Keluarga, Media Sosial, dan Remaja Modern
Sekarang
Perilaku remaja masa kini semakin berkembang sesuai
perkembangan zaman, hal ini ditopang pula dengan tempat dimana mereka tinggal
dan bergaul. Pada dasarnya, masa remaja adalah masa dimana seorang manusia
mencari identitasnya. Hal ini dapat dipengaruhi oleh dua hal, yakni internal
dan eksternal. Internal disini adalah keluarga, dimana keluarga adalah sebagai
agen sosialisasi primer yang peran dan fungsinya sangat berpengaruh bagi
pembentukan kepribadian awal setiap orang. Keluarga dikatakan sebagai agen
sosialisasi primer karena keluargalah yang akan menginternalisasikan setiap
nilai, norma, serta budaya yang nantinya akan menjadi akar dari perilaku
manusia muda. Selanjutnya, manusia muda akan mengalami sosialisasi sekunder,
ini yang dimaksudkan dengan pengaruh eksternal. Pengaruh ini berasal dari lingkungan
luar keluarga tempat manusia tadi bergaul, bermain, dan bertempat tinggal. Pada
tahapan anak dibawah umur, sosialisasi primer sangatlah berpengaruh dan juga
penting, namun setelah sang anak mulai belajar bergaul dengan dunia luar tadi
maka pengaruh keluarga mulai berkurang tergeser dengan adanya pengaruh dari
orang sekitar dan teman bergaulnya. Masa tahapan remaja teman sebaya sangatlah berpengaruh karena
masa ini adalah masa pencarian jati diri menuju kea rah dewasa. Teman sebaya
disini sangat berpengaruh akibat
seringnya berinteraksi bahkan cenderung berkali-kali menghabiskan waktu
bersama setiap hari.
Zaman sekarang, anak remaja mulai mengikuti perkembangan
zaman, fungsi sosialisasi keluarga dan juga fungsi edukasi serta proteksinya
mulai melemah akibat tergeserkan oleh media sosial yang terlahir dengan adanya
perkembangan IPTEK yang sangat modern. Masa remaja hendaknya digunakan sebaik
mungkin untuk menuntut ilmu dan bersosialisasi pada tempat yang seharusnya agar
tercipta kepribadian yang santun dan agamis, namun para remaja telah diracuni
oleh budaya asing (westernisasi) sehingga mereka berubah haluan dari
kepribadian bangsa timur yang tertutup menjadi budaya barat yang “ buka-bukaan”

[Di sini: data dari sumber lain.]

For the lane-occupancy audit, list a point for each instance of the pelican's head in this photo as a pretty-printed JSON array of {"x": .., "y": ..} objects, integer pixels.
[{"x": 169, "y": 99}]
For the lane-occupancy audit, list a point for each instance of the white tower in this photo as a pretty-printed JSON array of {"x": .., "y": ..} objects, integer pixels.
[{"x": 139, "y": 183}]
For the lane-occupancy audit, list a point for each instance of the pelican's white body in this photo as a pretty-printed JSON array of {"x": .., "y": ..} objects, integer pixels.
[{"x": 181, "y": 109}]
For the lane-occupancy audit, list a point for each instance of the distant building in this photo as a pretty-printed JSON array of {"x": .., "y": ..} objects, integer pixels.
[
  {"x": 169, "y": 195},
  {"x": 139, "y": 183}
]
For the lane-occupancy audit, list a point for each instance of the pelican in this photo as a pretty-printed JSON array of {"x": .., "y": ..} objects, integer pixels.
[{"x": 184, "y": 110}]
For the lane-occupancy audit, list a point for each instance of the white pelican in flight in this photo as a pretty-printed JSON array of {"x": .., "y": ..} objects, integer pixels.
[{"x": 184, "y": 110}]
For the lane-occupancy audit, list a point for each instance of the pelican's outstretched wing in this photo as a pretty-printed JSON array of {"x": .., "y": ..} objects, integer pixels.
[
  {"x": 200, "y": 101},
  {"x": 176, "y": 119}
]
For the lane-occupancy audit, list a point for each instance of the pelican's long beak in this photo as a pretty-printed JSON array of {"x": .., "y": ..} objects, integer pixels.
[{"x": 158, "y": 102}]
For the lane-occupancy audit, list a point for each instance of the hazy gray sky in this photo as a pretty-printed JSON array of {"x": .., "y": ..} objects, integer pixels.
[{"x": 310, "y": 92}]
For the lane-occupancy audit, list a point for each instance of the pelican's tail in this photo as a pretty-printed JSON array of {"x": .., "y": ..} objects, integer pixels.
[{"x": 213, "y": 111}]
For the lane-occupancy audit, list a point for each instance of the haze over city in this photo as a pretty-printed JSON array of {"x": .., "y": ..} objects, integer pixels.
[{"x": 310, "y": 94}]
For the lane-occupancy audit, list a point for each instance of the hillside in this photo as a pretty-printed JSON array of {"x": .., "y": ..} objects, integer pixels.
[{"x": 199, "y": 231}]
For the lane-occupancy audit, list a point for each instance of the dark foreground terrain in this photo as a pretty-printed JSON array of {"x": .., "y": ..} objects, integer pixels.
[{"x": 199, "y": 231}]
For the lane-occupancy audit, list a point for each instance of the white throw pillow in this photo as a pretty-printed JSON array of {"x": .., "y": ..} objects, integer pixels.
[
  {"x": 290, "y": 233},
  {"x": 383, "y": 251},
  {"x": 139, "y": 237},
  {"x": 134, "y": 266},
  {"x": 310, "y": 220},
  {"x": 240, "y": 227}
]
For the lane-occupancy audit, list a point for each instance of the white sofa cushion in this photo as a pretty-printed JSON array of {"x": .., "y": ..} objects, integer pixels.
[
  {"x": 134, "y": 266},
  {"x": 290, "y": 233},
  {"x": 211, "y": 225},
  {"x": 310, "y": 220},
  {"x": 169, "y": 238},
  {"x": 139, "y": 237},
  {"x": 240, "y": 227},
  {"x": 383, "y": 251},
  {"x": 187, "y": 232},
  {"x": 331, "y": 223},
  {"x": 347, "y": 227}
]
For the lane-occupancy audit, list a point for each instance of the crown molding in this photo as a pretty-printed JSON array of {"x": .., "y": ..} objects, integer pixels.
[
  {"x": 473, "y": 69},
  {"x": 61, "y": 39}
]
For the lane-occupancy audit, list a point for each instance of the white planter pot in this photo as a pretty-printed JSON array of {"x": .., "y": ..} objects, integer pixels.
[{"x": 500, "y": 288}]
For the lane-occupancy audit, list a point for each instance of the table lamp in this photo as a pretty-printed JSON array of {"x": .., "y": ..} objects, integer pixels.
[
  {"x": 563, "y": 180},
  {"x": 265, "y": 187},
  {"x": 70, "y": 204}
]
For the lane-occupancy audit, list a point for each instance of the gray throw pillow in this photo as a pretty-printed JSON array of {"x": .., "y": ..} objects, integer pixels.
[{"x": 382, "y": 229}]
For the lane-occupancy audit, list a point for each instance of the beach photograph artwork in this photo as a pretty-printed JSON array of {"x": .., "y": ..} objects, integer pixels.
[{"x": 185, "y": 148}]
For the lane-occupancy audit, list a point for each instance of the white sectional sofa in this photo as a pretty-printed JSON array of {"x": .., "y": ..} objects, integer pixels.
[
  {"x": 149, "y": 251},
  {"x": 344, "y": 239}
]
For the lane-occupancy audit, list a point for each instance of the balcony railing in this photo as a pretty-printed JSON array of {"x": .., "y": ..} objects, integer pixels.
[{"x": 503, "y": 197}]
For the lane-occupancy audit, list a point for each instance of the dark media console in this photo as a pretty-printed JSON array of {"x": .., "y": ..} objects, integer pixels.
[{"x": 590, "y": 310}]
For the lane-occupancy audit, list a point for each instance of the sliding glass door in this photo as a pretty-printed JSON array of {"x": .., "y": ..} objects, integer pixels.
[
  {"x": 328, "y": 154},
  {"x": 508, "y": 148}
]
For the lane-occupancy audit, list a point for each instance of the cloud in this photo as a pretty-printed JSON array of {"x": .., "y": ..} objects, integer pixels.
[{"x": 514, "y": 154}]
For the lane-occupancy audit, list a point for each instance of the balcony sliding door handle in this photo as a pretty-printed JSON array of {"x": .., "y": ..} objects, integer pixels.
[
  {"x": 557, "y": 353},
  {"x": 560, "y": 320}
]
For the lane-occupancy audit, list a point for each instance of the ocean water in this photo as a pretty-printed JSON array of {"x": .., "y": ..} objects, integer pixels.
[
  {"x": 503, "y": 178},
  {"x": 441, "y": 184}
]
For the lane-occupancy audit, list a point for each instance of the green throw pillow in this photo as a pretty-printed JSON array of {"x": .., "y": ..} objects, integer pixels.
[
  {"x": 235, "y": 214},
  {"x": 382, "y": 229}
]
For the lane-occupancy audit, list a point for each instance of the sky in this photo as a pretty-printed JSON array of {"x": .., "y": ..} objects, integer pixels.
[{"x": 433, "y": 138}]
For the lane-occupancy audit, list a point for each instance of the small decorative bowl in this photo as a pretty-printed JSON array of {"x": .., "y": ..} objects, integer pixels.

. Menurut Fanggidae hal tersebut disebut Pergeseran Nilai akibat majunya arus
informasi dari dunia internasional (Fanggidae, 1993:6)[2].

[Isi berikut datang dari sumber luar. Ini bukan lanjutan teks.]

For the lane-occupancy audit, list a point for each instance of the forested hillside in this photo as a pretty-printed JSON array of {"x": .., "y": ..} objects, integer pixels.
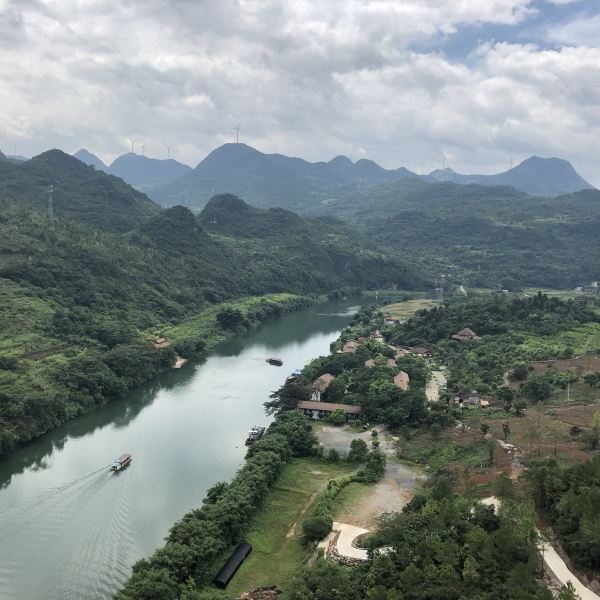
[
  {"x": 79, "y": 306},
  {"x": 267, "y": 180},
  {"x": 80, "y": 192},
  {"x": 486, "y": 236}
]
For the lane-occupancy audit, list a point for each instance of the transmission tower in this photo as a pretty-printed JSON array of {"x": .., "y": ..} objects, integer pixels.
[{"x": 50, "y": 203}]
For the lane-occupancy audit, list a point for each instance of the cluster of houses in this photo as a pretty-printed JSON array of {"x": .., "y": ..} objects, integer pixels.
[{"x": 316, "y": 410}]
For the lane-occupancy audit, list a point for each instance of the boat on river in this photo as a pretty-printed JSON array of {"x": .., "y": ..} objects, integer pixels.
[
  {"x": 255, "y": 434},
  {"x": 120, "y": 463}
]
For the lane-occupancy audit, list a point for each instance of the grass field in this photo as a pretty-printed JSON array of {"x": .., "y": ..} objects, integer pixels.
[
  {"x": 562, "y": 294},
  {"x": 583, "y": 340},
  {"x": 277, "y": 549},
  {"x": 405, "y": 310},
  {"x": 204, "y": 324}
]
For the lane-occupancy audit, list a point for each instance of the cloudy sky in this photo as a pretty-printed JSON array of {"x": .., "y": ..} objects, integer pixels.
[{"x": 404, "y": 82}]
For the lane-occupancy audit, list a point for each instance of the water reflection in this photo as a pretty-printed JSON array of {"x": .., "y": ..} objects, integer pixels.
[{"x": 68, "y": 528}]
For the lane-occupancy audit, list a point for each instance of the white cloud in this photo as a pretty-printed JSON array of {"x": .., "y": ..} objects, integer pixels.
[
  {"x": 306, "y": 78},
  {"x": 581, "y": 31}
]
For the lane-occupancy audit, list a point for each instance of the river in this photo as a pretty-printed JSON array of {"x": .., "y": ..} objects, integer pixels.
[{"x": 71, "y": 529}]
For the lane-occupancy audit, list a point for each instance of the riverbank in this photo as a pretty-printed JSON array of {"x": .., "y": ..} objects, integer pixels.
[
  {"x": 41, "y": 391},
  {"x": 185, "y": 430}
]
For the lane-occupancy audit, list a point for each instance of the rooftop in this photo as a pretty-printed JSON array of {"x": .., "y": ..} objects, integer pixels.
[{"x": 310, "y": 405}]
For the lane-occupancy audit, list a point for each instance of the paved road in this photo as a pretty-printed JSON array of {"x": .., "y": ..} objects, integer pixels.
[
  {"x": 347, "y": 535},
  {"x": 555, "y": 563}
]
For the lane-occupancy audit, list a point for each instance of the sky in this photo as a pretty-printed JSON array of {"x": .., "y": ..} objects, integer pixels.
[{"x": 472, "y": 84}]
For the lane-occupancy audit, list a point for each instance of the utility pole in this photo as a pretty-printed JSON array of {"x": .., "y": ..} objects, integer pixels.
[{"x": 50, "y": 203}]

Saat ini, banyak remaja yang terpengaruh dengan perkembangan
zaman, seperti yang dibahas di paragraph sebelumnya, mereka terpengaruh dengan
kecanggihan zaman, kehadiran smartphone, serta sirkulasi inovasi media sosial
yang semakin hari semakin mudah dan menghadirkan informasi yang cenderung bebas
dan berdampak negative. Negative disini salah satunya digambarkan dengan
banyaknya informasi berbau seksual yang bisa dibilang tidak sesuai dengan usia
ataupun budaya ketimurannya Indonesia.
Banyak remaja Indonesia yang menjadi korban kemajuan zaman
tanpa mereka sadari. Disini harusnya peran keluarga muncul diantara kedua
pihak, antara remaja dan juga kecanggihan zaman khususnya di media sosial.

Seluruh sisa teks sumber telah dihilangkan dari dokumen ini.